Manual GPU validation for the preferred GPU runtime:
uv run python -m catbox.validate_sd_turbo_runner --outcome all --seed 41100
That command preloads SD Turbo once, forces both Catbox outcomes through the
development-only path, writes ephemeral generated images under .runtime/, and
prints the same response shape the Browser UI will use.
To test one explicit tuning candidate, pass generation settings through Dev Controls:
uv run python -m catbox.validate_sd_turbo_runner --outcome dead --seed 41100 --steps 6 --strength 0.7 --width 512 --height 512
To run the first Outcome Visibility matrix on the deployed GPU runtime:
uv run python -m catbox.validate_sd_turbo_runner --matrix --seed 41100
The default matrix tries both outcomes with steps 4,6,8, sizes 512,768,
Living-Cat Outcome strengths 0.75,0.8,0.85, and Dead-Cat Outcome strengths
0.6,0.7,0.8. Choose the fastest passing candidate where both final Generated
Outcomes are immediately recognizable, the Dead-Cat Outcome remains
non-graphic, the shared Box Composition is still legible, and
metadata.generationSeconds stays under the Primary Runtime Target.
The current tuned SD Turbo defaults emphasize Outcome Visibility: both outcomes
use 512px image-to-image generation with 6 steps. The Living-Cat Outcome uses
strength 0.78, and the Dead-Cat Outcome uses strength 0.7.

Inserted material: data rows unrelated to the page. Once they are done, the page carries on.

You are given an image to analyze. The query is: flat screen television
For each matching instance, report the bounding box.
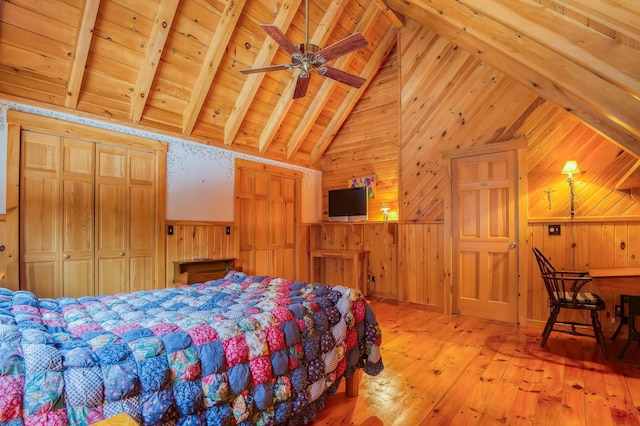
[328,187,368,222]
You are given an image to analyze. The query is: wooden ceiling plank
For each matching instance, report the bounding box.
[374,0,404,28]
[463,0,640,108]
[182,0,246,135]
[387,0,640,155]
[224,0,302,146]
[258,0,348,154]
[311,24,398,164]
[555,0,640,40]
[129,0,180,123]
[287,3,382,159]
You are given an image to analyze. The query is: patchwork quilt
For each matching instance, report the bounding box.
[0,272,383,425]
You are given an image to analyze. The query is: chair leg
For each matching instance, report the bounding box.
[591,311,608,359]
[611,294,629,340]
[540,306,560,348]
[611,317,627,340]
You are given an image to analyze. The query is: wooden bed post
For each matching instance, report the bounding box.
[346,368,362,396]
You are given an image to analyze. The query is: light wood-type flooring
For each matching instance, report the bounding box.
[313,300,640,426]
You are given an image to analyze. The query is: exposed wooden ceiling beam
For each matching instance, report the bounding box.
[374,0,404,28]
[258,0,347,154]
[224,0,302,145]
[387,0,640,155]
[287,3,382,159]
[129,0,180,123]
[311,26,398,164]
[554,0,640,40]
[182,0,246,135]
[64,0,100,109]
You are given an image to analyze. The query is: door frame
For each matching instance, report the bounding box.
[442,138,529,325]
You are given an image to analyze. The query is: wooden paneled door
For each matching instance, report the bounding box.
[451,151,518,323]
[20,131,156,297]
[96,144,155,294]
[234,160,301,279]
[20,131,94,297]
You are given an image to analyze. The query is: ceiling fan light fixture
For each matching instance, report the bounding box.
[240,0,368,99]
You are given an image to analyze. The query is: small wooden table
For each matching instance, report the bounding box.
[173,258,235,285]
[589,268,640,360]
[309,249,369,296]
[589,268,640,296]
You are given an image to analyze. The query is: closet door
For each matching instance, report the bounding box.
[20,131,62,297]
[20,131,94,297]
[61,138,95,297]
[128,150,157,291]
[96,143,156,294]
[95,144,129,295]
[235,161,300,279]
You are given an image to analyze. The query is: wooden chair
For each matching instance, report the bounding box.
[533,247,607,359]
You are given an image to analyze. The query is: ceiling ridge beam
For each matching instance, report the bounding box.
[386,0,640,154]
[129,0,180,123]
[64,0,100,109]
[182,0,246,135]
[287,3,382,160]
[224,0,302,146]
[310,24,398,165]
[258,0,348,154]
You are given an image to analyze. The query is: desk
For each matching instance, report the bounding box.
[589,268,640,360]
[309,249,369,296]
[173,259,235,285]
[589,268,640,296]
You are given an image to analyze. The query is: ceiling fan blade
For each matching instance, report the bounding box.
[293,73,310,99]
[315,33,369,63]
[318,65,367,89]
[260,24,302,55]
[240,64,293,74]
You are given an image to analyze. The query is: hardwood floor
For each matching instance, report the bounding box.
[313,300,640,426]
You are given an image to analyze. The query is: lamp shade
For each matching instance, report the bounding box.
[562,160,580,176]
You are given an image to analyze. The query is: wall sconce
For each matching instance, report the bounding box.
[562,160,580,217]
[380,201,390,220]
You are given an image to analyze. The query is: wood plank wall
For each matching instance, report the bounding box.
[309,222,398,299]
[165,221,237,287]
[520,219,640,329]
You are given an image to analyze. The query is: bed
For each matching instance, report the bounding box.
[0,272,383,425]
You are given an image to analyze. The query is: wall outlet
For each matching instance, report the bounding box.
[548,225,560,235]
[616,305,622,317]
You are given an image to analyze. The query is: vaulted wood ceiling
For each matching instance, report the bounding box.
[0,0,640,167]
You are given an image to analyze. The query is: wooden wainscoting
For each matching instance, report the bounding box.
[521,220,640,331]
[165,221,237,287]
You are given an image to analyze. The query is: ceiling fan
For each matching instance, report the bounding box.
[240,0,368,99]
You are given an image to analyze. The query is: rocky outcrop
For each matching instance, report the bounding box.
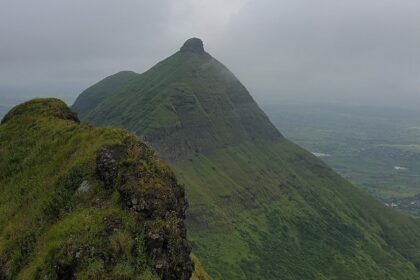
[180,38,204,54]
[97,141,194,280]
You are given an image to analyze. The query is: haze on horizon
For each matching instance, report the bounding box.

For the complete first-observation GPU validation checklist, including Browser
UI readiness, normal observation, forced Dev Controls outcomes, runtime timing,
ephemeral output files, and failure retry/reset behavior, see
docs/manual-gpu-validation.md.
Deploy on Hugging Face Spaces
The preferred public deployment target is a Docker Hugging Face Space with GPU
hardware. The container serves Catbox on port 7860, which is the default
external port for Spaces.
Create a new Hugging Face Space with these settings:
- SDK: Docker
- Visibility: Public or Protected
- Hardware: start with
1x Nvidia L4; useNvidia A10G - smallif L4 is too slow or unavailable
Add a Space secret named HF_TOKEN if the model download requires
authenticated Hugging Face access.
Push this repository's contents to the Space git remote. The Space README
metadata at the top of this file tells Hugging Face to build the Docker image
and expose port 7860. The Space will start python -m catbox.browser_ui,
download sd-turbo on first startup if it is not already cached, and serve the
app from the Space URL.
Generated outcomes and Captured Denoising Trace frames are still ephemeral in
the deployed container. They are written under .runtime/generated-outcomes and
may be lost when the Space restarts.